There were no immediate reports of casualties but several security sources confirmed to AFP that an attack was under way.
Eyewitnesses in Mogadishu said a powerful explosion was heard at around 16:30 pm (1330 GMT), followed by two other blasts.
The Naasa Hablood hotel in southern Mogadishu is often used by politicians and members of the Somali diaspora visiting the city.
Somali security forces cordoned off access to the neighbourhood in which the hotel is located, an AFP photographer said.
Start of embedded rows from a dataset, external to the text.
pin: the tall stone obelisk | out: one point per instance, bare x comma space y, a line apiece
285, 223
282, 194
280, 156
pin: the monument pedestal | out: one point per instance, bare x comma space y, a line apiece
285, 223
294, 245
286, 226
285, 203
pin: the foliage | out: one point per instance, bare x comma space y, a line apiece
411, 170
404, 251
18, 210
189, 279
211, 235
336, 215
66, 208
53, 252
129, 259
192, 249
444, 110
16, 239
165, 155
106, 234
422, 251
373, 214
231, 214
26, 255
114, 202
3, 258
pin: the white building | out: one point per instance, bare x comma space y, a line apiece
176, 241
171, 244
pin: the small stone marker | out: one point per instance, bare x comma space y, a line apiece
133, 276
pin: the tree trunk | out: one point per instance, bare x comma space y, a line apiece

Saturday's attack came just three weeks after another assault quickly claimed by the Al-Qaeda-linked Shabaab group on the city's Ambassador hotel left 10 dead including two lawmakers when a huge car bomb ripped the front off the six-storey building.
Shabaab gunmen besieged the Ambassador hotel for more than 12 hours.
Spike in violence
The Shabaab lost their foothold in the capital in 2011 but continue their battle to overthrow the Somali government and launch regular attacks on military, government and civilian targets like hotels and restaurants in Mogadishu and elsewhere.
In November last year, the Islamists carried out a similar attack on the Sahafi hotel in central Mogadishu, leaving at least 12 dead.
Across the border in Kenya, five policemen were killed on Monday when suspected Shabaab fighters attacked their convoy.
Shabaab insurgents have staged repeated attacks in Kenya, including the killing of at least 67 people at Nairobi's Westgate Mall in 2013 and the massacre of 148 people at a university in Garissa in April 2015.
The Shabaab earlier this month confirmed the death in a special forces raid of a commander named Mohamed Mohamud aka Dulyadin, who was suspected of organising the Garissa University attack.
In recent months they have also claimed attacks on bases of the African Union peacekeeping mission in Somalia (AMISOM).
The authorities in Nairobi have vowed to send back 350,000 Somali refugees living in Dadaab camp in northeast Kenya.
The UN refugee agency however has called on Kenya to ensure the repatriation is carried out "in a humane, dignified manner, in line with international principles".
The vast majority of residents of the sprawling Dadaab complex of camps close to the Kenya-Somalia border fled Somalia's more than two-decades long conflict. Many remain fearful of returning to a country where insecurity remains rife and poverty is widespread.